One note that isn’t clear in the vagrant_env/README.md is that you MUST install the ‘Oracle VM VirtualBox Extension Pack’ (https://www.virtualbox.org/wiki/Downloads) - I have an update for this.

I have it working but I had to switched back to the VM Box:

#             v.vm.box = 'opensuse/Leap-15.2.x86_64'
            v.vm.box = 'bento/opensuse-leap-15'

… because it behaves with the vbguest plugin. Which I re-enabled to force the guest additions to update to 6.1.18.

In doing so I stumbled across an issue with python3 lxml. Which I solved in the Vagrantfile with this:

# Fix for broken python lxml (see: https://www.suse.com/support/kb/doc/?id=000019818)
pip install --force-reinstall lxml

… and then when I run the build.sh I get a successful build.

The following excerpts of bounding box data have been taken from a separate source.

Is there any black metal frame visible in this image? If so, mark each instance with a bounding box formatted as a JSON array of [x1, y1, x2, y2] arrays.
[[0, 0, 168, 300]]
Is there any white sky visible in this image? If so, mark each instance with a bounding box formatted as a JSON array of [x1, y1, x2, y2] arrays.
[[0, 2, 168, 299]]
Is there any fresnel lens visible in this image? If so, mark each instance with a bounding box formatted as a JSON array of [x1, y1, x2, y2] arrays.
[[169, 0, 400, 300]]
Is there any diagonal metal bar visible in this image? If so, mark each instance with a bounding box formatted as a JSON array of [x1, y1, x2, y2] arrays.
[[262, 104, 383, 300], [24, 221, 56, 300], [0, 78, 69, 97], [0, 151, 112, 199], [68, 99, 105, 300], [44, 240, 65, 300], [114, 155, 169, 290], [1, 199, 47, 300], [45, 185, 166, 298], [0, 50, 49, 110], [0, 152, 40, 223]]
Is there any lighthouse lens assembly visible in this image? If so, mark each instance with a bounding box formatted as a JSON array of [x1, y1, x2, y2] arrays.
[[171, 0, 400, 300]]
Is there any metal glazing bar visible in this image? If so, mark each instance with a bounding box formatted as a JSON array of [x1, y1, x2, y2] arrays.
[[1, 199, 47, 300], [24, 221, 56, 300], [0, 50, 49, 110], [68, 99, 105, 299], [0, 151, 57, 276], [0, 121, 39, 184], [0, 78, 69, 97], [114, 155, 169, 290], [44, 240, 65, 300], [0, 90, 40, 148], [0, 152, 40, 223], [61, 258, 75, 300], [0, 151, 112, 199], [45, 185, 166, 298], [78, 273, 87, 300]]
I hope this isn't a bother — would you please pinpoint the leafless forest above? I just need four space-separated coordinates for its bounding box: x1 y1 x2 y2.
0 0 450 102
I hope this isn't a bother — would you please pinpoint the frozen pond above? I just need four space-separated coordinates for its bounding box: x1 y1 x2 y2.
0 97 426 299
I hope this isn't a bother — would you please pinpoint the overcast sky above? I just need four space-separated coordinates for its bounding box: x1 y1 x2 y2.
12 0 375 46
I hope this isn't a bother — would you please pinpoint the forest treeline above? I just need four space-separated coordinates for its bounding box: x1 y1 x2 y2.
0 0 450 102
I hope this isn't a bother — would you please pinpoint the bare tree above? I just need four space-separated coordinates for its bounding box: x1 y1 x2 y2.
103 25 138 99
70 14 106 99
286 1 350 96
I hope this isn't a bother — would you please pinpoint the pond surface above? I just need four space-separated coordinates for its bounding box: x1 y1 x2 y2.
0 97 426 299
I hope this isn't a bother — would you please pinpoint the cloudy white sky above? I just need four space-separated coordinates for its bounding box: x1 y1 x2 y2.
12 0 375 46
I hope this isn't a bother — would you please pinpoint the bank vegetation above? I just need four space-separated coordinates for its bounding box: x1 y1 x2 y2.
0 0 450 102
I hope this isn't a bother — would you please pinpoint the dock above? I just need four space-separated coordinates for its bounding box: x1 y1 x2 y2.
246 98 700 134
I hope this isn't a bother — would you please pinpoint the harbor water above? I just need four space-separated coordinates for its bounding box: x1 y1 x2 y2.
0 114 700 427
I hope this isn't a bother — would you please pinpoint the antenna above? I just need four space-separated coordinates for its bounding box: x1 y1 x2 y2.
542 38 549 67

Let’s see if I can get back to the official opensuse box image… watch this space.

3 Likes

Yes, that’s what I have been using, though with Windows 10 as underpinning.
The other 2 plugins you asked about earlier are on these versions:
vagrant-host-shell (0.0.4)
vagrant-sshfs (1.3.5)
and vagrant-vbguest (0.29.0)

Interestingly, when testing just a Ubuntu vagrant box (no Rockstor, just the plain box mounting a couple of shared folders), the mounting of shared folders was not a problem at all. But OpenSUSE has always been a bit of a challenge for me on VirtualBox, vagrant non-withstanding.

On the vbguest plug-in I also tried the additional setting of not “auto-updating”.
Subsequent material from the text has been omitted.